Resistente Keime kommen häufig in Krankenhäusern vor. Bei der
Infektion spielen oft Hygienemängel, vor allem die Händehygiene, eine
Rolle. Laut Robert-Koch-Institut kommt es jährlich zu 30 000 bis
35 000 Infektionen mit multiresistenten Keimen in deutschen
Krankenhäusern. Davon gehen rund 1500 Fälle (0,3 Prozent) auf Erreger
zurück, die gegen fast alle Antibiotika resistent sind.

Wie viele Menschen sterben jährlich wegen Antibiotikaresistenzen?

Laut europäischem Präventionszentrum ECDC werden jährlich bis zu
25 000 Todesfälle in Europa mit Resistenzen in Verbindung gebracht.
Nach derzeit bestmöglichen Schätzungen sterben in deutschen
Krankenhäusern 1000 bis 4000 Menschen im Jahr an den resistenten
Keimen. Andere Schätzungen gehen laut Gesundheitsökonom Gerd Glaeske
von der Uni Bremen von bis zu 15 000 Toten aus.

Ist die Versorgung mit wirksamen Antibiotika gesichert?

Nicht immer. Es kommt gerade auch bei Antibiotika immer mal wieder zu
Lieferengpässen. Da sich die Herstellung hierzulande kaum mehr
rentiert, bilden sich Monopole vor allem im billig produzierenden
Ausland. Ende vergangenen Jahres gab es zum Beispiel Lieferengpässe
beim Antibiotikum Piperacillin/Tazobactam (Pip/Taz), weil
Produktionsstätten eines chinesischen Herstellers explodierten.
Hintergrund ist, dass es im Grunde nur noch zwei große Hersteller des
Medikaments in China gibt. Pip/Taz ist ein Breitband-Antibiotikum,
das vor allem in Krankenhäusern bei schweren Infektionen wie
Blutvergiftung eingesetzt wird.

Was wird gegen die resistenten Keime getan?

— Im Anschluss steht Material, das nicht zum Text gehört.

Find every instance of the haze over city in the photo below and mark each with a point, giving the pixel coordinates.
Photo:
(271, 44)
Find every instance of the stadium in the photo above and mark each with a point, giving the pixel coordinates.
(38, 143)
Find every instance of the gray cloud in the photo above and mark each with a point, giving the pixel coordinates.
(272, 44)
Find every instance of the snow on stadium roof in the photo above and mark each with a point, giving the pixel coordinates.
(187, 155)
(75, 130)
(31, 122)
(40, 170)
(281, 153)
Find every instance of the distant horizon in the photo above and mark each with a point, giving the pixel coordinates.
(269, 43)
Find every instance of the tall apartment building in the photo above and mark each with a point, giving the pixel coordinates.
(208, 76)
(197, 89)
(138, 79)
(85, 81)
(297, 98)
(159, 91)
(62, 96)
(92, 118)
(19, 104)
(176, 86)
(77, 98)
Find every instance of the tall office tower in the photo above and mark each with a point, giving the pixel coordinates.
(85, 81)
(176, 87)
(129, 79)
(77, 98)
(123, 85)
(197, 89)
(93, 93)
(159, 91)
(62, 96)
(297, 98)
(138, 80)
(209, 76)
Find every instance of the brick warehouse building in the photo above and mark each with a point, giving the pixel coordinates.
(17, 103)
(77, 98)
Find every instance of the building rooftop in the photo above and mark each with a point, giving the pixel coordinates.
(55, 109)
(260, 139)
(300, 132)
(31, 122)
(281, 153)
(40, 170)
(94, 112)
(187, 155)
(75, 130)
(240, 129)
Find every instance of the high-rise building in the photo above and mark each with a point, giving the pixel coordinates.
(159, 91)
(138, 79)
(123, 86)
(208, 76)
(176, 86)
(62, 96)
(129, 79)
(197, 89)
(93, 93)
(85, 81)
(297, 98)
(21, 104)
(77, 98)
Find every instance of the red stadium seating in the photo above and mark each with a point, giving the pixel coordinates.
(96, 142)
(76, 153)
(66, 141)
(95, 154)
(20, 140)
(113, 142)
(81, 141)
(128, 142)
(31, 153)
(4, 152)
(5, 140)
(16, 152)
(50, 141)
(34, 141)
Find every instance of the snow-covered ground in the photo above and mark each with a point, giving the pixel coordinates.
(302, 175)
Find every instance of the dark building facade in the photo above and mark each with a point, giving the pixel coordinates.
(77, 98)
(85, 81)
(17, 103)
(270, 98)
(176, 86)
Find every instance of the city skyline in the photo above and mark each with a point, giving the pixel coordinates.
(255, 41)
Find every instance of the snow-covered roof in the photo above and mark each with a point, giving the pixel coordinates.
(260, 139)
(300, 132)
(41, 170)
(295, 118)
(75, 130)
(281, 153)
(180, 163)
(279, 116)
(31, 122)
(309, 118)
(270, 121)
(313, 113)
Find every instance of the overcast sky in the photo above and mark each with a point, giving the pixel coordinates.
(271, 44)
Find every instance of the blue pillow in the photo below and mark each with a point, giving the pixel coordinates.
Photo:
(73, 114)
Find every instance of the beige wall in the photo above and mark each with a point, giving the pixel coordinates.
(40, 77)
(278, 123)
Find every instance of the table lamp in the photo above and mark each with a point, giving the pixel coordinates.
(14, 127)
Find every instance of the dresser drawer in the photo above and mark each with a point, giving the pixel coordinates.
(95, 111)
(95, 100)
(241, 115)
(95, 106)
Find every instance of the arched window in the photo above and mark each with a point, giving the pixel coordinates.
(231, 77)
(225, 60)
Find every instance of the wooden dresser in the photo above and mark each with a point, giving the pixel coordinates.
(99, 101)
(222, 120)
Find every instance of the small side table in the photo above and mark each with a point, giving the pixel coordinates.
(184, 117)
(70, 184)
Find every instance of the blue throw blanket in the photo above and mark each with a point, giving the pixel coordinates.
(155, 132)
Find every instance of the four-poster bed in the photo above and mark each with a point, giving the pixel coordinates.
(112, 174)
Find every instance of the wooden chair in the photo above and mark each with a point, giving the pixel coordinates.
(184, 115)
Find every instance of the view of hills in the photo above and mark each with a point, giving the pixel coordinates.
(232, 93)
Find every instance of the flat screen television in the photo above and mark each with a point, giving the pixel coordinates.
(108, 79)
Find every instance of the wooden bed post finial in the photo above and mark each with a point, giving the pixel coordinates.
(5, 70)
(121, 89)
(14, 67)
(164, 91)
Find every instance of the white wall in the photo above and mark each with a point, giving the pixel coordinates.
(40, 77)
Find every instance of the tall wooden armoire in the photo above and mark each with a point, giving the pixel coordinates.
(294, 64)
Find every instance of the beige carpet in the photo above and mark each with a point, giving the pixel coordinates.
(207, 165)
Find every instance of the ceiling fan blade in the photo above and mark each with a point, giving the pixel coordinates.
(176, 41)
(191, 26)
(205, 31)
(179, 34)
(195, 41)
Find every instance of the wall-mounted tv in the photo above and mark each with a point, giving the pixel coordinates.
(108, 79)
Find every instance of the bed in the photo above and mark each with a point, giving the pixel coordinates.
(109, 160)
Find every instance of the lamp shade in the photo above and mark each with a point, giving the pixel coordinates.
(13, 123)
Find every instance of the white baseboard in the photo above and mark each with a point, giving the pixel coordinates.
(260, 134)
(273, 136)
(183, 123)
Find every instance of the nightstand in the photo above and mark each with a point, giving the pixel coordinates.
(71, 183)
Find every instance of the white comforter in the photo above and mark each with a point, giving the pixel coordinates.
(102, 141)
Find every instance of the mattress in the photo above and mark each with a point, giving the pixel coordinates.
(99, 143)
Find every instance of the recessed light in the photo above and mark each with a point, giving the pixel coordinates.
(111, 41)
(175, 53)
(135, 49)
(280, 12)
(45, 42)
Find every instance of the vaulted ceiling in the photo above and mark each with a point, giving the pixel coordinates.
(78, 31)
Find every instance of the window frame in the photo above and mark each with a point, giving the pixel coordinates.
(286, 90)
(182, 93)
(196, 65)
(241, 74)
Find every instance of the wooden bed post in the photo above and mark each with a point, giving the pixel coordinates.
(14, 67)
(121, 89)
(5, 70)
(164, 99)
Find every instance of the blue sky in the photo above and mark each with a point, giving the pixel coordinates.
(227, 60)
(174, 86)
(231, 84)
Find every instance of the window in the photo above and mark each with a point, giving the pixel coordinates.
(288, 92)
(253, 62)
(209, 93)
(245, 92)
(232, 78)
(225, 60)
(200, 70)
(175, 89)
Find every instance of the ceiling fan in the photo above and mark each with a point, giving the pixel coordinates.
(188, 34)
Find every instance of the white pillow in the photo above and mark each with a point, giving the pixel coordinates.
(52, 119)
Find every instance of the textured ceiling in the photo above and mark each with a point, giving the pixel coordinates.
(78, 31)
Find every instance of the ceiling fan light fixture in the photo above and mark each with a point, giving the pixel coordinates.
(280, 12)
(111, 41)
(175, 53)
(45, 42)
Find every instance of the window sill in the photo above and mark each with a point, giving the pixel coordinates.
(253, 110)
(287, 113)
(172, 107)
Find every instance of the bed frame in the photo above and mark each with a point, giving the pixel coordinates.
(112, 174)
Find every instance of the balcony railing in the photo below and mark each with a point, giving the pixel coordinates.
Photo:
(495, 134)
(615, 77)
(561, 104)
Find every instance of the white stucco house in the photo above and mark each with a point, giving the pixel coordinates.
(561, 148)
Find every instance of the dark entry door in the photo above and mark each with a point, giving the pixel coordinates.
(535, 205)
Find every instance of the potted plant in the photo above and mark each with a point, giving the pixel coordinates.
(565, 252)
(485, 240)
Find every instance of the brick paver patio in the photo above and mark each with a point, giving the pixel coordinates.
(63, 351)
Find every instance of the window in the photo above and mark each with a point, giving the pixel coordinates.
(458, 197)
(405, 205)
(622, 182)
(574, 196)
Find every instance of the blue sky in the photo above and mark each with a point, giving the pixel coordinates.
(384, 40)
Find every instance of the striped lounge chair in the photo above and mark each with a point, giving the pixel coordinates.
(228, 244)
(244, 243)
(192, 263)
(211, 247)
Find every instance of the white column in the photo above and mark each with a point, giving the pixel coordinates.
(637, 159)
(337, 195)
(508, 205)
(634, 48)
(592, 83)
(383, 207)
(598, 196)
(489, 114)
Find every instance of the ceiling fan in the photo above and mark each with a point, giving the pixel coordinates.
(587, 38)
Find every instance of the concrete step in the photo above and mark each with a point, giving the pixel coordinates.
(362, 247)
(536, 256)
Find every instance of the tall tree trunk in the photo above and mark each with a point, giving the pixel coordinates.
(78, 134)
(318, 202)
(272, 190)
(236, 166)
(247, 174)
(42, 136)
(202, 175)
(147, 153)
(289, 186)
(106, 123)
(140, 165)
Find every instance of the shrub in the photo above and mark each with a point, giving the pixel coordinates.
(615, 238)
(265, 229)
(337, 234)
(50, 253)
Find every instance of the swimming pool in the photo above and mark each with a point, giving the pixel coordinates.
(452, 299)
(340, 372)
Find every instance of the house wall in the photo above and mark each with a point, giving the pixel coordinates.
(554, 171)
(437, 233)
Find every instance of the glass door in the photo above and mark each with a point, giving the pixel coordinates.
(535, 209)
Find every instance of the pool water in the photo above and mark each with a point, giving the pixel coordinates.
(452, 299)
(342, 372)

Es gibt eine ganze Reihe von Initiativen. Die Bundesregierung hat
2008 die Deutsche Antibiotikaresistenzstrategie (DART) entwickelt,
vor zwei Jahren wurde mit DART 2020 nachgelegt. Dabei stehen die
Beobachtung der Resistenzen sowie des Antibiotikum-Verbrauchs im
Mittelpunkt. Beides wird in einer Datenbank erfasst. Unter anderem
soll aber auch das Bewusstsein bei Ärzten und Patienten für den
richtigen Einsatz von Antibiotikum gefördert werden. Darüber hinaus
gibt es etwa die «Aktion saubere Hände», die seit 2008 für die
Verbesserung der Handhygiene kämpft. Auch beim G20-Treffen der
Gesundheitsminister waren die Resistenzen ein Thema.